Vaize Sümeyra Özkan ve Halime Yıldız, üç buçuk yıldır Bakırköy Kadın ve Çocuk Tutukevi'nde mahkûmlara Kur'an-ı Kerim dersleri veriyor, sohbet programları düzenliyor. Onlar farklı bir atmosferde görevlerini yerine getirmenin mutluluğunu yaşarken, mahkûmlar, hocalarının varlığından memnun, "Öğrendiklerimiz yaşadıklarımıza sabretmemize vesile oluyor." diyorlar.
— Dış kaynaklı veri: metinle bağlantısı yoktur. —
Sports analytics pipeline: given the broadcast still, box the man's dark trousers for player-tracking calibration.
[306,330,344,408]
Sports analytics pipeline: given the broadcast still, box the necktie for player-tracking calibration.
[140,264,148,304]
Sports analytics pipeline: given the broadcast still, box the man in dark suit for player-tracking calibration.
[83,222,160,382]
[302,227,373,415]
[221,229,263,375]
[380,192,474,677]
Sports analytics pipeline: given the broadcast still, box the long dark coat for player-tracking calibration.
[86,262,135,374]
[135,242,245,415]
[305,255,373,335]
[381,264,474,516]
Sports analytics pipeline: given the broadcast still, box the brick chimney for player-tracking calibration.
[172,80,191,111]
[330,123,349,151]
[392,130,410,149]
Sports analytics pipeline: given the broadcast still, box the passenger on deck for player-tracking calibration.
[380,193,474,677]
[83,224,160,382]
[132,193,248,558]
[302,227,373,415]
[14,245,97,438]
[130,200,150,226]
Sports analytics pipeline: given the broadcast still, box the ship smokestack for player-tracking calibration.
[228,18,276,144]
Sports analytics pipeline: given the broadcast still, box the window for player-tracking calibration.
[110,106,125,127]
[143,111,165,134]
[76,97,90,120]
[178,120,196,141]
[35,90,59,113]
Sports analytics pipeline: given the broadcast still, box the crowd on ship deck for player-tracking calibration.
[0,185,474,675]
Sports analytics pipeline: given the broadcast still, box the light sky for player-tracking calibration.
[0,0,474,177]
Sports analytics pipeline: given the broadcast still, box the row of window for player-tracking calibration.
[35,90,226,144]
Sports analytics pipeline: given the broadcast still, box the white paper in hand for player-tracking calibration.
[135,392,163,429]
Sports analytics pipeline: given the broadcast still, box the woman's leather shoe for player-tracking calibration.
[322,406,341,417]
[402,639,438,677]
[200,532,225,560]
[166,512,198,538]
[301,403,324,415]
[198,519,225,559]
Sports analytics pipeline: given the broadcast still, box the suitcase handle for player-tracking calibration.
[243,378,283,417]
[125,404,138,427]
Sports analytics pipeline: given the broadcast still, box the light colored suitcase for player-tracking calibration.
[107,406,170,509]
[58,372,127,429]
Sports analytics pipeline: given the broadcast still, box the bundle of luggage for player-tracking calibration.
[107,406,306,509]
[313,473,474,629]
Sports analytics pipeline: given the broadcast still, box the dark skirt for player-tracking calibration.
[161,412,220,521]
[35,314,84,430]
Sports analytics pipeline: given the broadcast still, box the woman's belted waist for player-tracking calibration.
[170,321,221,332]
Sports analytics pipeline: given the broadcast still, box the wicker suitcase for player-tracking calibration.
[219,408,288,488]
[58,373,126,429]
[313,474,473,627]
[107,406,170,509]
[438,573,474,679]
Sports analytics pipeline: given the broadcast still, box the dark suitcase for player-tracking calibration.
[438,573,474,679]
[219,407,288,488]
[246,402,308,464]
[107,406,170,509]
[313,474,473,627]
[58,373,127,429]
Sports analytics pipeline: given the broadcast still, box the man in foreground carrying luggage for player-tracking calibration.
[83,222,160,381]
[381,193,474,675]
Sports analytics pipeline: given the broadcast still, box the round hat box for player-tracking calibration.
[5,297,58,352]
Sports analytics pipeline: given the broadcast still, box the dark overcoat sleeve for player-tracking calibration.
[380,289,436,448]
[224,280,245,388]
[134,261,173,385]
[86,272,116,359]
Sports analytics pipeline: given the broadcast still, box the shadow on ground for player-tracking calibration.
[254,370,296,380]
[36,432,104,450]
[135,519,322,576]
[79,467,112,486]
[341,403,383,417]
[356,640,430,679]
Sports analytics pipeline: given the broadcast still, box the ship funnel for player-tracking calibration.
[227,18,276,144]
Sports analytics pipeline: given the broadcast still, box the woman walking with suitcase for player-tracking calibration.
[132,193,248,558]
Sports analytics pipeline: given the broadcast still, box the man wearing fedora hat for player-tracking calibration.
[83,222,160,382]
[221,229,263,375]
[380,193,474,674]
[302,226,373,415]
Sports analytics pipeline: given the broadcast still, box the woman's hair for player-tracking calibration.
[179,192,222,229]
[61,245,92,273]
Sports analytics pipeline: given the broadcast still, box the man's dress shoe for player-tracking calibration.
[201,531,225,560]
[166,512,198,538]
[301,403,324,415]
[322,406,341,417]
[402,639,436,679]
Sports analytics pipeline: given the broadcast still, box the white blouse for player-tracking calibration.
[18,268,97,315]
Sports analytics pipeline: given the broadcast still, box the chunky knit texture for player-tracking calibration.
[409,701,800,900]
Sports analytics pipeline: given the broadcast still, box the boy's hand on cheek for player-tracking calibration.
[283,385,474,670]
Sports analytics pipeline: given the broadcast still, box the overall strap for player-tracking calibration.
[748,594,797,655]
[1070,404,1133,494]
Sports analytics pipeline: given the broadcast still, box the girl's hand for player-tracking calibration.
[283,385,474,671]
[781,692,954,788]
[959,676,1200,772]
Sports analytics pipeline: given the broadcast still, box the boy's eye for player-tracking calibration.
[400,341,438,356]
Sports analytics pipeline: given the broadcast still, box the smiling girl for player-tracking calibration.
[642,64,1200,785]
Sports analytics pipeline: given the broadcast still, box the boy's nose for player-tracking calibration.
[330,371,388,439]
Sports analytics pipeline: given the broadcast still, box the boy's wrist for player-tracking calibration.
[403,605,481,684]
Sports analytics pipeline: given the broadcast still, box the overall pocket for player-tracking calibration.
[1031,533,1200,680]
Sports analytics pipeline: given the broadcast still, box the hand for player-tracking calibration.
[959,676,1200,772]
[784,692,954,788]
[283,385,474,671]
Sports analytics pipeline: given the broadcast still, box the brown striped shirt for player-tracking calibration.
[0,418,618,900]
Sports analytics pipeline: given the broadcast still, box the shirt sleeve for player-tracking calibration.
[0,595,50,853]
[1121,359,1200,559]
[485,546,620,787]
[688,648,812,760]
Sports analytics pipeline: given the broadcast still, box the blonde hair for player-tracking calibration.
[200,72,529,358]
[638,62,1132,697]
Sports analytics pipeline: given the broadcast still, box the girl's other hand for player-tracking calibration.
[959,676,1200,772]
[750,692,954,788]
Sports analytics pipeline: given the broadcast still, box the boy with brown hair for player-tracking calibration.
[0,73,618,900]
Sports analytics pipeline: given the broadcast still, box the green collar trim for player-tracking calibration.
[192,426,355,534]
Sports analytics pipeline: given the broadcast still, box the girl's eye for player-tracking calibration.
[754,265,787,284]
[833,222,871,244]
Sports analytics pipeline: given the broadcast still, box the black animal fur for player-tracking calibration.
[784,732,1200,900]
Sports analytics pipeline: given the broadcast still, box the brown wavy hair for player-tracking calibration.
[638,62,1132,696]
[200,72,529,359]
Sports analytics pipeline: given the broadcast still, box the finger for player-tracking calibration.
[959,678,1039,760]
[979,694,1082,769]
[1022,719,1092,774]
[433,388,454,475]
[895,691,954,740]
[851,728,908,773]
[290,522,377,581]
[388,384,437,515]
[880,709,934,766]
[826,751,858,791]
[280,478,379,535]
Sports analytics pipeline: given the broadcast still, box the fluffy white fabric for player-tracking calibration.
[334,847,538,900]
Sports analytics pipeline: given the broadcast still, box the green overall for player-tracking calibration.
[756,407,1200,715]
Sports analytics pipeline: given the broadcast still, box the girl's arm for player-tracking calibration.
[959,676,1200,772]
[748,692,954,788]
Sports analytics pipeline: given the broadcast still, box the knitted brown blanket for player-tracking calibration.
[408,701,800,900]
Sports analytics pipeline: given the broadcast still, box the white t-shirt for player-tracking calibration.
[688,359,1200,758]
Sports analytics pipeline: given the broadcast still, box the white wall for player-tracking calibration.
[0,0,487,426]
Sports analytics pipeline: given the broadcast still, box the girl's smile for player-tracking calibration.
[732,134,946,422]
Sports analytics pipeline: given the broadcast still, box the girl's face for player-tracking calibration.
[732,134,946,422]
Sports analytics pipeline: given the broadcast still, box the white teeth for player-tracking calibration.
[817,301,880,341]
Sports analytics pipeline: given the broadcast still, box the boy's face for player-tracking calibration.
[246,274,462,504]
Bir yakınımız yoksa kolay kolay yolumuzun düşmeyeceği yerlerdendir cezaevleri. Çoğu zaman merak bile etmeyiz oradaki hayatı. Araştırmayız, sormayız. Bildiklerimiz yalnızca dizi ve filmlerde gördüklerimizle sınırlıdır. Bir koğuş ağası vardır zihinlerimizde bir de heybetli ceza infaz memurları. Ama kimileri bizden çok daha yakındır dört duvar arasında yaşamaya çalışanlara. Ne hükümlü ne de hükümlü yakınıdırlar üstelik. Görevleri gereği cezaevini mesken edinmişlerdir. Ceza infaz memurları, psikologlar, doktorlar, öğretmenler mesela...
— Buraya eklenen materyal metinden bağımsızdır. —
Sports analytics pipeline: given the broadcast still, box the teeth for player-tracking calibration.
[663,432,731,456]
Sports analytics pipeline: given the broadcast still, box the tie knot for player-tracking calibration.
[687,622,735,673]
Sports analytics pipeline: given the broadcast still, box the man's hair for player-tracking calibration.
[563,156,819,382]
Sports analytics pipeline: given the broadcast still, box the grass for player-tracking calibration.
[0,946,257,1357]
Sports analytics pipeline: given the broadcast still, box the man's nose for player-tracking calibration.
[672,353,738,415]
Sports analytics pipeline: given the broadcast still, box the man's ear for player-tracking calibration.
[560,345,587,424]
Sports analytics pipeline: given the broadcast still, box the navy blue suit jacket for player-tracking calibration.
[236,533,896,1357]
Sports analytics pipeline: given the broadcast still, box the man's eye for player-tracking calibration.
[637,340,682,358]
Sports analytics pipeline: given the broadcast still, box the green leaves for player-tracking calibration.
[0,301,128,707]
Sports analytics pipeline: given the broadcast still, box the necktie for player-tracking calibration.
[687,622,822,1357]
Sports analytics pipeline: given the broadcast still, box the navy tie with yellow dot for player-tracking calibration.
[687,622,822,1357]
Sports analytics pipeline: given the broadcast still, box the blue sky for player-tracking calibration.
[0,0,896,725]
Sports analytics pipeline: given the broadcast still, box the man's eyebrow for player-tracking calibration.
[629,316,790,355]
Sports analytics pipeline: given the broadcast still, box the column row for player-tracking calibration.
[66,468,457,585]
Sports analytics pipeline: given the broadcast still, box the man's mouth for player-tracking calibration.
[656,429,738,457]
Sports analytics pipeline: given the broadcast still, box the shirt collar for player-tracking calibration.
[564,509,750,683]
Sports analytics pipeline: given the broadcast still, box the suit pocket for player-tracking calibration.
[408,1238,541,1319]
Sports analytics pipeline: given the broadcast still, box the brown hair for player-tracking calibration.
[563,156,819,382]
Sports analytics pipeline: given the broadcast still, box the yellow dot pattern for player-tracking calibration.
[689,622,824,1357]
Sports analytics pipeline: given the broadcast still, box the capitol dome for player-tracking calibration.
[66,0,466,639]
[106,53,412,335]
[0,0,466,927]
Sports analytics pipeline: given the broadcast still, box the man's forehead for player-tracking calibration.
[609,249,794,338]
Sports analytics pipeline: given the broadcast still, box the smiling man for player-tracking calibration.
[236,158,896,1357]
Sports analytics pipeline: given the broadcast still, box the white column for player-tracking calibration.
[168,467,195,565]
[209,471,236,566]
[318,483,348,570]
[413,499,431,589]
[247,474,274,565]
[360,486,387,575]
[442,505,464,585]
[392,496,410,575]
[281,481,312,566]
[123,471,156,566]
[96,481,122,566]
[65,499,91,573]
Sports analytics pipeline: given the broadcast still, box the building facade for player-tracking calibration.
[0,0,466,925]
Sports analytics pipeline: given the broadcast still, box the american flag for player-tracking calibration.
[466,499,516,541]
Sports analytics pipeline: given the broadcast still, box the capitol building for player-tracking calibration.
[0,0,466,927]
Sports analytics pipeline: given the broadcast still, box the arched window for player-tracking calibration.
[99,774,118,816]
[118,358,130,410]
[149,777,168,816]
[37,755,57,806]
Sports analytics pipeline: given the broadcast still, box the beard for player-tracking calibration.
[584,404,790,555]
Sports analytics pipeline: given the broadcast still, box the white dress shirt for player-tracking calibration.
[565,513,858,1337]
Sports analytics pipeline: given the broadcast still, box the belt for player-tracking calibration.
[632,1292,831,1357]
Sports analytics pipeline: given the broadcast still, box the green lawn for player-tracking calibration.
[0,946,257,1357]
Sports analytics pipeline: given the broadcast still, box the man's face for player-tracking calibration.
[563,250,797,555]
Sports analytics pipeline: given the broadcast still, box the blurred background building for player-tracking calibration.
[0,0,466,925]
Vaize Sümeyra Özkan ve Halime Yıldız da üç buçuk yıldır haftanın neredeyse yarısını demir parmaklıklar ardında geçiriyor. Vazifeleri, Bakırköy Kadın ve Çocuk Tutukevi'ndeki mahkûmlardan talep edenlere din eğitimi vermek. Bazen dersliklerde Kur'an-ı Kerim öğretiyor, bazen de koğuşlara girip sohbet yapıyor, tefsir dersleri işliyorlar. Biz de onların cezaevindeki bir günlerine eşlik ettik, derse girip mahkûmları dinledik.
Uzun ve soğuk koridorların verdiği kasvet Halime Hoca'nın ders işlediği sınıfa girince çok uzağımızda kalıyor. Derslikte ortalama yirmi kişi var. Aslında altmış beş mahkûm varmış programa katılan. Fakat mekân cezaevi olunca derslerde tam sayıyı tutturmak zor oluyor. "Kimi tahliye olup gidiyor, kimi o gün psikolojisi iyi olmadığından gelmiyor." diyor Halime Yıldız.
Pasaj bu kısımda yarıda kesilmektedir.